Plasma Cardiotrophin‐1 Levels are Associated With Hypertensive Heart Disease: A Meta‐Analysis

Abstract
Cardiotrophin‐1 (CT ‐1) is a member of the interleukin 6 cytokine superfamily. Plasma CT ‐1 levels have been associated with heart failure and hypertension in small independent studies. Whether plasma CT ‐1 levels are associated with progression of hypertensive heart disease is poorly understood. The authors carried out a meta‐analysis using published studies and electronic databases. Relevant data were extracted using standardized algorithms. Additional data were obtained directly from investigators when indicated.

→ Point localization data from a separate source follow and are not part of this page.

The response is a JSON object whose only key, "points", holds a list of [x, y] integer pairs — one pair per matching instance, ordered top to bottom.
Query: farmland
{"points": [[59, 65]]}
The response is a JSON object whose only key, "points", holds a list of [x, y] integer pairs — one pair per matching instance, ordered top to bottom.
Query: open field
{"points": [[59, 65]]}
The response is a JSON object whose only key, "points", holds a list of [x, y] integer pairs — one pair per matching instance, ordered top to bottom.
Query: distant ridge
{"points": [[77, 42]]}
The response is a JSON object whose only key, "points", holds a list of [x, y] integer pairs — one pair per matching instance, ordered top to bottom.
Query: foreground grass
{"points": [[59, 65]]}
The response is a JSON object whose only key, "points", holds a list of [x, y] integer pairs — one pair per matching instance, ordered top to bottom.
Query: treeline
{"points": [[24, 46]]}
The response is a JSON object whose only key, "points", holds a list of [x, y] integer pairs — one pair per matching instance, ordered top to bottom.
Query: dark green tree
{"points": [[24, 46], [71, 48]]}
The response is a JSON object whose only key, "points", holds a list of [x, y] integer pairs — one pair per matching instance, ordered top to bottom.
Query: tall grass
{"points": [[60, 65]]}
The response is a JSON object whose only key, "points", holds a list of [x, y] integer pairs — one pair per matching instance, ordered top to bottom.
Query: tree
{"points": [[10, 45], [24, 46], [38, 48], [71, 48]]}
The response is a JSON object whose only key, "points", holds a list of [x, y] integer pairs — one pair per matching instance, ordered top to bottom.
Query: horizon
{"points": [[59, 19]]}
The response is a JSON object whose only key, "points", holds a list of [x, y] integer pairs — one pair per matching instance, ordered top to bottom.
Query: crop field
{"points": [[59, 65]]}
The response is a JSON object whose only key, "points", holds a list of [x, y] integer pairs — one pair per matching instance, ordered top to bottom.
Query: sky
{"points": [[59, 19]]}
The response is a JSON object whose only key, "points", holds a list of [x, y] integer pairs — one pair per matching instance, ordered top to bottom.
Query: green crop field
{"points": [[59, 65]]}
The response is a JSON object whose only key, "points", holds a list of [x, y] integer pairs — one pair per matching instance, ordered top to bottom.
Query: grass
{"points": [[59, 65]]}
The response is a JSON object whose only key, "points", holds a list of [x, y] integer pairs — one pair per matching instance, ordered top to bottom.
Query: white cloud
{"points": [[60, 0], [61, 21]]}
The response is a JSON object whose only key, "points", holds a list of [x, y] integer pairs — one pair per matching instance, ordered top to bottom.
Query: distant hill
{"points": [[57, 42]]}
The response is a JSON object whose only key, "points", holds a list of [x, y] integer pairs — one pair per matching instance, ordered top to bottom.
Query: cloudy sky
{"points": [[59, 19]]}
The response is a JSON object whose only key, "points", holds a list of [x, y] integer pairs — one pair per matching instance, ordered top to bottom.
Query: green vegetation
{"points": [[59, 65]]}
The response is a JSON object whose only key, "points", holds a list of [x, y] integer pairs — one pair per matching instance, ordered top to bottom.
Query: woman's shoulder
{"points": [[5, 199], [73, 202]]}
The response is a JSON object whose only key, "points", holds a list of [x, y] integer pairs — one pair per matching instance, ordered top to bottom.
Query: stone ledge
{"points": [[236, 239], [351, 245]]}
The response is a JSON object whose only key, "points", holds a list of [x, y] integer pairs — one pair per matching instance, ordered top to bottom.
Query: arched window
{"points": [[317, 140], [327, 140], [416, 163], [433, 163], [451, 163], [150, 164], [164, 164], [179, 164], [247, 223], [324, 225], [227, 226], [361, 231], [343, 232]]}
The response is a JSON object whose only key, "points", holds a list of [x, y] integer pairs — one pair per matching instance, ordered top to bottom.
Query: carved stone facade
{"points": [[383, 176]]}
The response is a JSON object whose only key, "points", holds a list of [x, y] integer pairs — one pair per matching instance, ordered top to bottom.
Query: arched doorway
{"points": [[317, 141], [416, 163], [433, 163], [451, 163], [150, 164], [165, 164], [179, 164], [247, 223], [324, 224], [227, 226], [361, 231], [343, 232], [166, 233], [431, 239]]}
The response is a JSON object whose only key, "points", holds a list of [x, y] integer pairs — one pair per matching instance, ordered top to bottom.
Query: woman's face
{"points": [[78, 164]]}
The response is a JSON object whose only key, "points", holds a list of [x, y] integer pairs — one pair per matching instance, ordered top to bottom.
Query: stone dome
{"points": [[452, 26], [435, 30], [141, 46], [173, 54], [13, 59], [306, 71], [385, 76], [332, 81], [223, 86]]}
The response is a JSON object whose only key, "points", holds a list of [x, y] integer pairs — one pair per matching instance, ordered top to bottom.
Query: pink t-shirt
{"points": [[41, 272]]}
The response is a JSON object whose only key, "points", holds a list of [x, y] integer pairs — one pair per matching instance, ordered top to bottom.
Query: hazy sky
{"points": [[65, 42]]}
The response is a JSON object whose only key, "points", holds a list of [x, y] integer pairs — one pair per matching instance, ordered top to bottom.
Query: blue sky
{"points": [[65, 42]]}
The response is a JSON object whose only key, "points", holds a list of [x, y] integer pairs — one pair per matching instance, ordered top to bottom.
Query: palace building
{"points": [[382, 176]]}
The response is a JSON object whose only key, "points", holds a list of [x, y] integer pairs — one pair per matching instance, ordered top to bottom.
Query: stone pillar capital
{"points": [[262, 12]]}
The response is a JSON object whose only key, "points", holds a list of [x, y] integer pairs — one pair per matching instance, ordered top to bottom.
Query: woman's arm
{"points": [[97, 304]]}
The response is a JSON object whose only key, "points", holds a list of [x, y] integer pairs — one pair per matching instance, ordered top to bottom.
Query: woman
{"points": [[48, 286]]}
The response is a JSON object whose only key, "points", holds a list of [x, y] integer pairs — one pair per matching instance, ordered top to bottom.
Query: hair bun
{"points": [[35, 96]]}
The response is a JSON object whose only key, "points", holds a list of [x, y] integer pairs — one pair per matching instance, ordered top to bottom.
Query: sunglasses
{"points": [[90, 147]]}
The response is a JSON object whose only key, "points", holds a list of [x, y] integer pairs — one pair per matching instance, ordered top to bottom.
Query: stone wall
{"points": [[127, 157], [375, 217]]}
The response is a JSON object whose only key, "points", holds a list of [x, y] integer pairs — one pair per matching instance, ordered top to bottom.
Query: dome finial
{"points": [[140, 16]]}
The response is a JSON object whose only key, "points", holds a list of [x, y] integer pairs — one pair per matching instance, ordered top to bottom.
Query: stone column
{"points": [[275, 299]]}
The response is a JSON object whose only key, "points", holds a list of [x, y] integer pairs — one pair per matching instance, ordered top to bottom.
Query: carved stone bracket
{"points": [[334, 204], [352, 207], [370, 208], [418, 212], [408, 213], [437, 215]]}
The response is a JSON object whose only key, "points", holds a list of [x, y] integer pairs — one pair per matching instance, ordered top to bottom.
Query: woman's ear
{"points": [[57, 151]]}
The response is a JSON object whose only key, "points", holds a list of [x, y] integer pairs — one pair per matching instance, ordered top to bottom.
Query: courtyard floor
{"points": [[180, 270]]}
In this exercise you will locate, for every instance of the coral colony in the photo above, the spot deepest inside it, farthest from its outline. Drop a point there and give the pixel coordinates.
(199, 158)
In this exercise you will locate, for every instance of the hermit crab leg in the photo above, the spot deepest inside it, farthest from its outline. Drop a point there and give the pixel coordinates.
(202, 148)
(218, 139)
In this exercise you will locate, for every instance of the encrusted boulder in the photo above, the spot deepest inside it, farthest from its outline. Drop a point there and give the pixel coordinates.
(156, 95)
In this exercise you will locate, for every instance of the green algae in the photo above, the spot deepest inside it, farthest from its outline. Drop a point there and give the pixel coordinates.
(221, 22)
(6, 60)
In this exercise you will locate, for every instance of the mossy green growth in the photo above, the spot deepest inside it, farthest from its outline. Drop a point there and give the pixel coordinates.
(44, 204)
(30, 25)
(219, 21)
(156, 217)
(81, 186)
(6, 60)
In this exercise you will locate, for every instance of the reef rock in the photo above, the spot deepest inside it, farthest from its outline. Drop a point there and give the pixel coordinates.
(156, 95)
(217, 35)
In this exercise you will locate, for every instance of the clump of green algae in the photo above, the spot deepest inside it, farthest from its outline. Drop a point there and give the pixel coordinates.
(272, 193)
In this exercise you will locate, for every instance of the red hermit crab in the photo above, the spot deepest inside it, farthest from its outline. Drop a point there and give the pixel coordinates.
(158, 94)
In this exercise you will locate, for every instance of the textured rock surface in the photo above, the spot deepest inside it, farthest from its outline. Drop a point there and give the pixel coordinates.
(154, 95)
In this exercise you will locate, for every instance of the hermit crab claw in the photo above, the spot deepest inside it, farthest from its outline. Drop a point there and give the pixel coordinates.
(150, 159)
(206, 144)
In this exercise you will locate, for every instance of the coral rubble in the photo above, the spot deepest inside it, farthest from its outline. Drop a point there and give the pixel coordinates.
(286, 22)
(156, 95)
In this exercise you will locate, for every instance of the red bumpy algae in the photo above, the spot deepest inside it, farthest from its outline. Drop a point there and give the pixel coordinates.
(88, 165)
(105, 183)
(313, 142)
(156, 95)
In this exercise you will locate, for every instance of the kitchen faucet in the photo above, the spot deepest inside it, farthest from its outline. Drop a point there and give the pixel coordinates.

A total of 18 studies were included that reported on association between CT ‐1 level and hypertension (n=8), cardiac hypertrophy (n=9), and heart failure (HF ) (n=10). The serum levels of CT ‐1 were significantly higher in patients with hypertension (standard mean difference [SMD ], 0.85; 95% confidence interval [CI], 0.64–1.06 fmol/mL), left ventricular hypertrophy (SMD, 0.88; 95% CI 0.60–1.17 fmol/mL), or HF (SMD , 0.66; 95% CI , 0.51–0.80 fmol/mL) compared with controls. Subgroup analysis revealed CT ‐1 levels to be highest in patients with hypertension‐induced hypertrophy with HF , followed by patients with hypertension‐induced left ventricular hypertrophy without HF (SMD, 0.52; 95% CI, 0.30–0.75 fmol/mL), patients with hypertension without left ventricular hypertrophy (SMD, 0.67; 95% CI, 0.46–0.88 fmol/mL) as compared with normotensive patients (SMD, 0.74; 95% CI, 10.45–1.04 fmol/mL). Increased plasma CT ‐1 levels are associated with risk for HF in hypertensive patients. CT ‐1 may serve as a novel biomarker in determining prognosis in hypertensive patients.